An interesting recent development comes from evidence that performance on psychophysical tasks can vary substantially across electrodes even for a single patient. This has led to the idea that performance on speech tasks might be improved by re-programming or disabling certain electrodes. For example, one study showed an improvement in speech perception when disabling electrodes having poor modulation detection thresholds [2]. Another recent report demonstrated improved speech perception in quiet and noise by disabling electrodes with high detection thresholds for low-rate pulse trains [3].
This technique of ‘bespoke programming’ holds promise for improving CI outcomes even in the absence of a one-size-fits-all solution. Important milestones will be determining the physiological bases of these benefits and developing fast objective methods for identifying ‘problem’ electrodes. As a step towards this latter goal two recent papers have demonstrated methods for using evoked auditory-nerve potentials to measure neural excitation patterns [4,5]. One of these, from our laboratory, is capable of identifying anomalous excitation patterns such as might arise from cross-turn stimulation [4].
Finally, it is worth sounding a note of optimism on the potential benefits of focussed stimulation and novel processing strategies that enhance or preserve temporal information. At present the effects of these manipulations are muted by a biological bottleneck that limits the amount of information that can be conveyed to the brain. If successful, attempts to improve neural survival throughout the auditory pathway are likely to unlock the potential of these new methods, leading to even greater benefit for CI patients [6].
References
1. Wouters J, McDermott HJ, Francart T. Sound coding in cochlear implants. IEEE Signal Processing Magazine 2015;67:[Epub ahead of print] doi:10.1109/MSP.2014.2371671.
2. Garadat SN, Zwolan TA, Pfingst BE. Across-Site Patterns of Modulation Detection: Relation to Speech Recognition.

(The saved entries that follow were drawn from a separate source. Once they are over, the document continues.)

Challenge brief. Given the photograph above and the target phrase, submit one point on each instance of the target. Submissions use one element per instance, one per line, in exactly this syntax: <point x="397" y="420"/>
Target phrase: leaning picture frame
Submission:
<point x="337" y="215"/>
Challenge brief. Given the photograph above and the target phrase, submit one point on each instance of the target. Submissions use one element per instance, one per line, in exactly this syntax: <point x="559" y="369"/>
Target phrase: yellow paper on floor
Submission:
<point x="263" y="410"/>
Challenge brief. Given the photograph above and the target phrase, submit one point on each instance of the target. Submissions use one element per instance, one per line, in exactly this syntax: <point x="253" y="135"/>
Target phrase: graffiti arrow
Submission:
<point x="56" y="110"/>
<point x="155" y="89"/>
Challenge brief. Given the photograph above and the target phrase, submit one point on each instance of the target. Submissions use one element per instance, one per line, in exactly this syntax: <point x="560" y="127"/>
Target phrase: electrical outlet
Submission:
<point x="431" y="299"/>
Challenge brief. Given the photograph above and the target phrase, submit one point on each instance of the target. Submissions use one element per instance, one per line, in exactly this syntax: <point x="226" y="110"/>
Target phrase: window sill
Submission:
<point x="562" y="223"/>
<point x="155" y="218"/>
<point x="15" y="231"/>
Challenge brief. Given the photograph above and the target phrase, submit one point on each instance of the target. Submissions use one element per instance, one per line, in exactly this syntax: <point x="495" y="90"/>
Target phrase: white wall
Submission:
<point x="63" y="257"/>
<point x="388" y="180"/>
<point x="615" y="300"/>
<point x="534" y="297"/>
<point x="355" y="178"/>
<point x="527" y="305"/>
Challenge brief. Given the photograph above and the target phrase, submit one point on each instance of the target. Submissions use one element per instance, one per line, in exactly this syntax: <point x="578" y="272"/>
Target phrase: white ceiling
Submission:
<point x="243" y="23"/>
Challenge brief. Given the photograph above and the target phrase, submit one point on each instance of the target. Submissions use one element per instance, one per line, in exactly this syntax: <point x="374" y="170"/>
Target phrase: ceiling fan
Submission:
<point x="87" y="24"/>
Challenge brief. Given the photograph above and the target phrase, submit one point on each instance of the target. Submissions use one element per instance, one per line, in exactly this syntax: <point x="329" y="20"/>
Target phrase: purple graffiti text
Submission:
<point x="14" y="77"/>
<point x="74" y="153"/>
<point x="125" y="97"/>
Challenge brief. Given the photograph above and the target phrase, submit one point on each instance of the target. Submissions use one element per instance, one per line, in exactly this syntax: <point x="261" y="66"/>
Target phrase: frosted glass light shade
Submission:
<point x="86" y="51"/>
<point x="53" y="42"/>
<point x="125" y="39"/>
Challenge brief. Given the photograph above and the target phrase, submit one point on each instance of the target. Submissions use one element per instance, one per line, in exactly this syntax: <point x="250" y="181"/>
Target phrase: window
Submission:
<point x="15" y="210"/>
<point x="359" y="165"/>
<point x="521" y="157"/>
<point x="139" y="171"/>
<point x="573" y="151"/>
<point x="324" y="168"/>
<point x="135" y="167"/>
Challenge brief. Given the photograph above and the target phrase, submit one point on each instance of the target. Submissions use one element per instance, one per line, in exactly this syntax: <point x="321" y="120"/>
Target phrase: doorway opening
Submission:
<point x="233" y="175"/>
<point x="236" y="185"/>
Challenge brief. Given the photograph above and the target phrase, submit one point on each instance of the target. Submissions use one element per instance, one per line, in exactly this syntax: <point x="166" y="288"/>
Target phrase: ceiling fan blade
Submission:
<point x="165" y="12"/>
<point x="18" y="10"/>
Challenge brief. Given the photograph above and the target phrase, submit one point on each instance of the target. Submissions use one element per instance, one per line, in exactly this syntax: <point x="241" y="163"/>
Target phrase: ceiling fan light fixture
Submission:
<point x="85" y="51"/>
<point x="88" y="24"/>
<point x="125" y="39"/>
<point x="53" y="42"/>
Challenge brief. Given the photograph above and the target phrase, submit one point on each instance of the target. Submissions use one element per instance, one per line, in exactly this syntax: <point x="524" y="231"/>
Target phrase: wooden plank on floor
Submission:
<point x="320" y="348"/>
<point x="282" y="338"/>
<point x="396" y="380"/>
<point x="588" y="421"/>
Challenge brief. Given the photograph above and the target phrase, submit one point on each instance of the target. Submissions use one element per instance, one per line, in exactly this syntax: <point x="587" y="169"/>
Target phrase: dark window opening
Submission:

J Acoust Soc Am 2012;131:4030-41.
3. Zhou N. Deactivating stimulation sites based on low-rate thresholds improves spectral ripple and speech reception thresholds in cochlear implant users. J Acoust Soc Am 2017;141(3):EL243-8.
4. Cosentino S, Gaudrain E, Deeks JM, Carlyon RP. Multistage nonlinear optimization to recover neural activation patterns from evoked compound action potentials of cochlear implant users. Ieee Transactions on Biomedical Engineering 2015;63:833-40.
5. Biesheuvel JD, Briaire JJ, Frijns JHM. A novel algorithm to derive spread of excitation based on deconvolution. Ear Hearing 2016;37:572-81.
6. Budenz CL, Pfingst BE, Raphael Y. The use of neurotrophin therapy in the inner ear to augment cochlear implantation outcomes. The Anatomical Record 2012;295:1896–1908.